В кухне, гремя рогачами, возился Юрка.
— Юрка, слышь!.. — окликнул его отец.
— Чего тебе? — хмуро отозвался Юрка.
— Скажешь, загуляла!.. Дня еще не прошло…
— Нешто она сегодня ушла?
— А то не знаешь!
За годы нашего знакомства я не слышал, чтобы Анатолий Иванович говорил с женой о чем-либо, кроме хозяйственных дел, не приметил ни одного его ласкового взгляда или жеста, обращенного к ней. Но как же сильно ощущал он ее существование рядом с собой, если даже короткая разлука была ему непереносима!
Юрка собрал поужинать: холодная рыба, моченые яблоки, утиный суп, пшенная каша с маслом. Анатолий Иванович вяло поковырял вилкой рыбу, съел несколько ложек супу, а от каши отказался.
— Заелся! — обиженно сказал Юрка. — Ишь, балованный какой!
— Неохота мне подгорелую кашу есть, — проворчал Анатолий Иванович.
Каша нисколько не подгорела. Отменная, чудесно упарившаяся в печи каша, даже Шура не сготовила бы вкуснее. Анатолий Иванович становился несносен со своей тоской, и я вышел на улицу покурить. Все небо было обложено толстыми иссиня-черными тучами, закат пробивался в разрыве туч темно, густо-красный, как сок переспелой вишни. Похоже, собиралась гроза. В окружающем мире шло какое-то брожение: орали гуси, блеяли овцы, домашние утки носились над водопольем с резвостью диких своих собратьев.

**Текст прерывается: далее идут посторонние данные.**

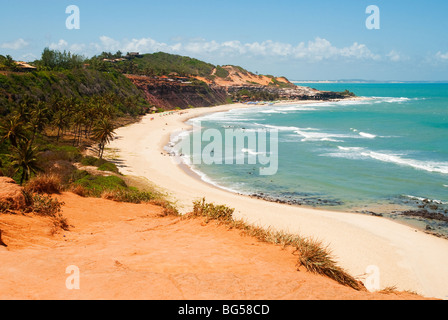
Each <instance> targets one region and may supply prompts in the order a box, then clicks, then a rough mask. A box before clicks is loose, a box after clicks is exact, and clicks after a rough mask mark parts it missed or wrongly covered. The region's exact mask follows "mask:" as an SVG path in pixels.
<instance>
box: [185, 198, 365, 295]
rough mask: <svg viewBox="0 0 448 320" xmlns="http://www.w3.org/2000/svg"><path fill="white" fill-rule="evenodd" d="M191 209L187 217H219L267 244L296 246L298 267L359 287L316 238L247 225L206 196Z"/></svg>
mask: <svg viewBox="0 0 448 320" xmlns="http://www.w3.org/2000/svg"><path fill="white" fill-rule="evenodd" d="M193 205H194V207H193V212H192V213H190V214H189V216H188V217H205V218H206V221H207V222H208V220H218V221H220V222H223V223H224V224H226V225H227V226H229V227H230V228H236V229H239V230H242V231H243V232H245V233H246V234H248V235H249V236H253V237H255V238H256V239H258V240H260V241H264V242H267V243H274V244H281V245H283V246H284V247H286V246H290V247H292V248H294V249H295V251H294V254H297V255H298V256H299V258H298V263H297V266H298V268H299V267H301V266H303V267H305V268H306V270H308V271H309V272H313V273H317V274H320V275H324V276H327V277H329V278H331V279H333V280H335V281H337V282H338V283H340V284H342V285H345V286H349V287H351V288H353V289H355V290H362V289H363V288H364V287H363V285H362V283H360V282H359V281H357V280H356V279H355V278H353V277H352V276H350V275H349V274H348V273H347V272H345V271H344V270H343V269H341V268H340V267H338V266H337V264H336V262H335V261H334V259H333V258H332V257H331V254H330V253H329V251H328V248H326V247H323V246H322V244H321V243H320V242H318V241H313V240H309V239H305V238H302V237H300V236H297V235H292V234H287V233H284V232H280V231H272V230H269V229H268V230H266V229H263V228H260V227H255V226H251V225H248V224H247V223H245V222H244V221H241V220H234V219H233V217H232V215H233V213H234V209H230V208H229V207H227V206H222V205H221V206H216V205H214V204H211V203H206V202H205V199H202V200H198V201H195V202H193Z"/></svg>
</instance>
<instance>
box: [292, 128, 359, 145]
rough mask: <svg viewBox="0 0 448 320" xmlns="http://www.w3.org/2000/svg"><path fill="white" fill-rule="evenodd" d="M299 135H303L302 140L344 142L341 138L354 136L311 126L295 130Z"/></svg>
mask: <svg viewBox="0 0 448 320" xmlns="http://www.w3.org/2000/svg"><path fill="white" fill-rule="evenodd" d="M294 132H295V133H297V134H298V135H300V136H302V137H303V139H302V141H303V142H305V141H333V142H343V140H340V139H342V138H353V137H354V136H353V135H349V134H340V133H326V132H321V131H317V129H312V128H309V129H308V130H305V129H299V130H296V131H294Z"/></svg>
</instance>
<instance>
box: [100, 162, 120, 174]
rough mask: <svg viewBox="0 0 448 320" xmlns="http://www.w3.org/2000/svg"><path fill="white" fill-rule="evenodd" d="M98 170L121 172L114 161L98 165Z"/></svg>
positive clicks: (110, 171) (102, 170)
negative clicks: (100, 164) (112, 161)
mask: <svg viewBox="0 0 448 320" xmlns="http://www.w3.org/2000/svg"><path fill="white" fill-rule="evenodd" d="M98 170H100V171H109V172H114V173H119V171H118V168H117V166H116V165H115V164H114V163H112V162H106V163H103V164H102V165H100V166H99V167H98Z"/></svg>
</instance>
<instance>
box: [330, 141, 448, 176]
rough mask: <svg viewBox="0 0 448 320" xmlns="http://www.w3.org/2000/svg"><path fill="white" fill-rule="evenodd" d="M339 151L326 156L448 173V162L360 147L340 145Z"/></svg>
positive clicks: (338, 146) (429, 170)
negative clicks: (421, 158)
mask: <svg viewBox="0 0 448 320" xmlns="http://www.w3.org/2000/svg"><path fill="white" fill-rule="evenodd" d="M338 149H339V150H340V151H344V152H339V153H327V154H325V155H326V156H331V157H341V158H348V159H368V158H371V159H375V160H378V161H382V162H388V163H393V164H397V165H401V166H407V167H412V168H414V169H417V170H423V171H427V172H435V173H442V174H448V162H435V161H424V160H416V159H409V158H403V157H402V156H403V154H397V153H387V152H376V151H371V150H368V149H366V148H360V147H350V148H349V147H341V146H338Z"/></svg>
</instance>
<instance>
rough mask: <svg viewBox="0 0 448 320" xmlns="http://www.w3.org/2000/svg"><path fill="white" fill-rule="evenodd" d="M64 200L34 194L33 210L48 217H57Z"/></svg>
mask: <svg viewBox="0 0 448 320" xmlns="http://www.w3.org/2000/svg"><path fill="white" fill-rule="evenodd" d="M63 205H64V203H63V202H60V201H58V200H57V199H53V198H52V197H51V196H42V195H39V194H35V195H34V196H33V212H34V213H36V214H38V215H41V216H48V217H56V215H57V214H59V213H60V212H61V211H62V206H63Z"/></svg>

Пестрая курица, клевавшая селедочную головку, вдруг закричала по-петушьи, подскочила вверх и с громким шумом полетела за плетень.
Из дома Петрака, двоюродного брата Анатолия Ивановича, выбежало смуглое, как гогеновские таитянки, долгоногое, долгорукое существо в куцей белой тряпочке, не достигавшей колен и едва прикрывавшей молодую грудь. Девушка выбежала из покосившейся избы на тихую пустынную улицу, как выбегают на праздничную площадь, где во все четыре стороны, кружа голову, кипит веселье. И вдруг остановилась, замерла, словно поняв, что бежать-то некуда.
Теперь я узнал ее, это была старшая Петракова дочь, Люда. За год, что я ее не видел, она перешагнула грань, отделявшую неуклюжего, голенастого, почти уродливого подростка от совершенной юношеской формы. Она ничего не сохранила от прежнего, кроме жалкого детского платьица и разношенных, с замятыми задниками тапочек, спадавших с ее длинных, узких ног.
Люда постояла, склонив голову к тонкому, смуглому плечу, и медленно побрела к качелям, свисающим с толстого сука плакучей березы. Она стала на узкую дощечку, толкнулась ногой, обронив тапочку, и принялась раскачиваться.
Повизгивали проволочные петли, поскрипывал сук, роняя мшистую шелуху, развевался белый подол, все выше и выше взлетали качели, напрягались смуглые икры, напрягались тонкие руки, качался синий, печально-жестокий взгляд.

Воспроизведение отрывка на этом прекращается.